Un amigo (concretamente el profesor Rodel) me comentaba hace tiempo un suceso que sigo rumiando desde entonces de manera intermitente. Les aseguro que a pesar de que los detalles sean algo imprecisos - mi memoria es volátil-, la noticia es real (Rodel es excéntrico, sí, pero dice siempre la verdad; de hecho posiblemente sea ese el rasgo más distintivo de su extravagancia):
Sucedió que dos subsaharianos (nigerianos, puede que guineanos, compañeros de miseria en todo caso) se encontraban (extrañamente) en un bar de algún suburbio de Bombay o Delhi discutiendo sobre un tema vital: Messi/Ronaldo. Quizás dilucidaban quién la golpea mejor en los tiros libres o cuál de ellos conseguirá el pichichi (o como quiera que se llame ese impagable título nobiliario en Africa). El caso es que no llegaron a un acuerdo. En la áspera refriega que se desencadenó, uno de ellos mató al otro.
Tanto el escenario como las consecuencias de tan alucinante despropósito son perfectamente enmarcables en el ámbito de lo patético. Si los hechos no constituyeran una tragedia, los valoraría a bote pronto como la manera más imbécil de dilapidar el último aliento defendiendo a alguien que te ignora; alguien a quien tu vida le resbala de la manera más descomunal que imaginarse pueda; alguien a quien preocupa infinitamente más cualquier asunto que ataña a su Lamborghini que tus irrelevantes cuitas en este valle (de lágrimas o de rosas y miel, según el lado de la red donde suela botar tu pelota).
Pero contrariamente a esa primera impresión, las hemerotecas nos enseñan que esta pareja de desdichados no han inventado nada. La respuesta a la inquietante cuestión de si se puede ser más infelíz tiene una respuesta clara: sí, se puede. Quienes, en medio de una celebración consistente en un intercambio de trompadas, tiraron al cauce del Manzaneres el cuerpo agonizante de un hincha del equipo contrario no tenían nada que aprender de la pareja de amigos subsaharianos.
De hecho, desde que la especie a la que pertenecemos se dotó de escalafón social, no faltaron los animosos dispuestos a batallar hasta la muerte defendiendo intereses ajenos envueltos en vistosos celofanes en forma de litigios sucesorios, de combate sin cuartel al hereje u otros tipos de dudosas conquistas.

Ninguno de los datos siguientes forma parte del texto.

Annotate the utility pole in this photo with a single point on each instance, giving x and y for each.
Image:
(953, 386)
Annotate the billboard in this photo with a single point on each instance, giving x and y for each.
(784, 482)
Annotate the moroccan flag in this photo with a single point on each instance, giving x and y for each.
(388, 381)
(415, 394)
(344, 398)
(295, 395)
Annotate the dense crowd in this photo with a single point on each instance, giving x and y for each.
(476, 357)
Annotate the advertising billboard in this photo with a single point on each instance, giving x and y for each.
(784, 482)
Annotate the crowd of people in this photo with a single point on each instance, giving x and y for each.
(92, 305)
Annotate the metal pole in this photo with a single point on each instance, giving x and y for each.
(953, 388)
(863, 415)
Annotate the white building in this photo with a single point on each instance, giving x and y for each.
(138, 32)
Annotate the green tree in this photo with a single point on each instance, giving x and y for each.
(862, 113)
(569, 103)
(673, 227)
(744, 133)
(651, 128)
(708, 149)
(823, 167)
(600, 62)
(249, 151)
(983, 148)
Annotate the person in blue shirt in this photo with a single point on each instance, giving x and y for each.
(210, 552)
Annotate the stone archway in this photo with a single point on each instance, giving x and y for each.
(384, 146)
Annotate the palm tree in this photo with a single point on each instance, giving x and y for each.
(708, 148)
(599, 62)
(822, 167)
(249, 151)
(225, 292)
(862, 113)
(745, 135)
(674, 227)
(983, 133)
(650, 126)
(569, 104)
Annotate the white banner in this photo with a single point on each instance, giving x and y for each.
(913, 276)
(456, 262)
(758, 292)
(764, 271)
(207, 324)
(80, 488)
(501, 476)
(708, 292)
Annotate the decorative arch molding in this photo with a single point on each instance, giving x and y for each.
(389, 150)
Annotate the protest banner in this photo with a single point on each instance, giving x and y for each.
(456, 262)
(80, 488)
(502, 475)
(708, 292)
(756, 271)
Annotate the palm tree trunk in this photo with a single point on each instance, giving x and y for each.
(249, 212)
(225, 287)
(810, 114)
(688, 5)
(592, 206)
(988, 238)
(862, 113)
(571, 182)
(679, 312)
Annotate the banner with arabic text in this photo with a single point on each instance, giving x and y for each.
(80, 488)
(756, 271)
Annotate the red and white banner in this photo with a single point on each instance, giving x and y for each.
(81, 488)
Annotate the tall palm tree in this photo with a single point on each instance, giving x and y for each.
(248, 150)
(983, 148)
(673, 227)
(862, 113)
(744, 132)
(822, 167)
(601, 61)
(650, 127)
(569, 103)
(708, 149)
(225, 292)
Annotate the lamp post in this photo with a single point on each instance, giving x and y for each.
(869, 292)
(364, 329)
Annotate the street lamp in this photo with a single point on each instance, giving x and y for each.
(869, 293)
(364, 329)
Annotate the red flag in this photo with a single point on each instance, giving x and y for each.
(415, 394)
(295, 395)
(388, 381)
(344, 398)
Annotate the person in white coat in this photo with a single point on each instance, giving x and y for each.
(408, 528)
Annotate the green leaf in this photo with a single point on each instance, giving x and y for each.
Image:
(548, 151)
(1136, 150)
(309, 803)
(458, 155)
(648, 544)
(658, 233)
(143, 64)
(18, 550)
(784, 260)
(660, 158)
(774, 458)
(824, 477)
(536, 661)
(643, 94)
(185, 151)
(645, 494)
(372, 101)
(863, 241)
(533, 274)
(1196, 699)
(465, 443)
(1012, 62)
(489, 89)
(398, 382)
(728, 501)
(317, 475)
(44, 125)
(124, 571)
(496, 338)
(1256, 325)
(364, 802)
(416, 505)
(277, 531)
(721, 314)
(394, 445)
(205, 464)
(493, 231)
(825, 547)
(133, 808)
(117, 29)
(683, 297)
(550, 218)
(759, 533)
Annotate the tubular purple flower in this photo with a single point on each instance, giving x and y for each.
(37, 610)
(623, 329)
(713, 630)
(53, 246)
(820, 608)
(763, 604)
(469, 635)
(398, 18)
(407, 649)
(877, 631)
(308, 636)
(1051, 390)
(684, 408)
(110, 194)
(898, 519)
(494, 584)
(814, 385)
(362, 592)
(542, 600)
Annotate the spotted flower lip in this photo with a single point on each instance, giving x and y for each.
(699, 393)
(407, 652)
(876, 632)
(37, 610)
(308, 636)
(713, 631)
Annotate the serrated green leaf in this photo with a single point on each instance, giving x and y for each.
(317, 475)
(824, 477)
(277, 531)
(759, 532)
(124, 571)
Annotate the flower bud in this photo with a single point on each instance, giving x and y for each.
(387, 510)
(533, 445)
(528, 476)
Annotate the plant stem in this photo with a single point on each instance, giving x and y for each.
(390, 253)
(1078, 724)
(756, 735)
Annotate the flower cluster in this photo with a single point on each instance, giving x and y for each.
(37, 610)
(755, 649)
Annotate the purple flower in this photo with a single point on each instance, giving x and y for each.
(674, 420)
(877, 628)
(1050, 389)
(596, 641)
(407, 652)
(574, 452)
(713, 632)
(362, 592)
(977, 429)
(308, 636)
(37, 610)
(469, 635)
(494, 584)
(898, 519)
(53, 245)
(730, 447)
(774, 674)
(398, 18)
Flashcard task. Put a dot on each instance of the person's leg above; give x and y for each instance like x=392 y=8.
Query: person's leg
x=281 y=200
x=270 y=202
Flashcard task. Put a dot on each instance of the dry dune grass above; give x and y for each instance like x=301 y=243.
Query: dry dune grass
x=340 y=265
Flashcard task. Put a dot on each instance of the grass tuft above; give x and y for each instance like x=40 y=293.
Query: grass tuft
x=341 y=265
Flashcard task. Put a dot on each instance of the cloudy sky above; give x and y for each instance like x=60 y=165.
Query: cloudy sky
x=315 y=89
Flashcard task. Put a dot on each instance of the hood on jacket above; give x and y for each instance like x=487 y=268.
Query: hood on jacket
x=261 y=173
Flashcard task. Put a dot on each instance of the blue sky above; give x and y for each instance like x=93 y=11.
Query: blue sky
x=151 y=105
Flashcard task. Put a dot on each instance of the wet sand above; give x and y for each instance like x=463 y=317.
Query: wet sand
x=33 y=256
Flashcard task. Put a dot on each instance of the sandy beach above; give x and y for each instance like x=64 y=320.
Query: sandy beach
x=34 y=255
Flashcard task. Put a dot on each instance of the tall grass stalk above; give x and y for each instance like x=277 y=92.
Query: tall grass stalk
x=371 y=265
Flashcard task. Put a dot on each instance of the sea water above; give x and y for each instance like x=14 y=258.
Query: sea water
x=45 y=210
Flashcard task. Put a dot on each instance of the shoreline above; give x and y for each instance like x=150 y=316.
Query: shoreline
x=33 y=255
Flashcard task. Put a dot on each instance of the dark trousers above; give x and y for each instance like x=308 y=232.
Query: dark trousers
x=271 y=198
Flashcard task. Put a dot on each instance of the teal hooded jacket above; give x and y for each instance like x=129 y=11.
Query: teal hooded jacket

A un nivel menos oneroso para el sufridor, encontraríamos miles de individuos dispuestos a defender a gritos el logo de su partido político de toda la vida aunque las evidencias de manipulación y engaño llenaran un contenedor del doce. Muchos preferirán hacerse los locos o apuntarse a una teoría conspirativa antes de reconocer que habían sido traicionados en su buena fe por quienes, siendo los suyos, le habían dado gato por liebre.
Sostengo que una cosa es ser indulgente con los demás, como cuando mantenemos en sordina la constatación de flaquezas (como el endiosamiento) en las celébritis deportivas, artísticas, mediáticas o políticas de nuestra cuerda y otra cosa muy diferente es hacer el canelo dando el visto bueno a lo miserable.
Poco hay más valioso (si no me engaño) que nuestra capacidad de pensar por nosotros mismos y de ser congruentes con lo que nos diga nuestro propio magín.
En la fecha en que esto escribo no parece imposible que pronto nuestros primeros espadas nos pidan de nuevo que les creamos; que esta vez -dirán- nos lo prometen por el niño Jesus; que solo tenemos que confiarles de nuevo la papeleta y ellos nos entregarán sus afanes.
Sostengo que la preocupación que sienten por nuestros asuntos los aspirantes al título de primer ministro se parece más a la de Piqué por los catalanes madrugadores, (o a la de Inocencio X por los pobres o a la de Felipe el Hermoso por sus súbditos), que a la de usted ,querido lector, y la mía propia por nuestras respectivas familias (como es lógico, por otra parte).
En consecuencia propongo, en caso de que nos obliguen a volver a las urnas, un vistoso corte de mangas para aquellos a quienes se les ha visto el plumero apenas ha soplado un poco de brisa (no todos han patinado en igual medida).
Y que los Messis y los Ronaldos se apañen entre ellos por su lado.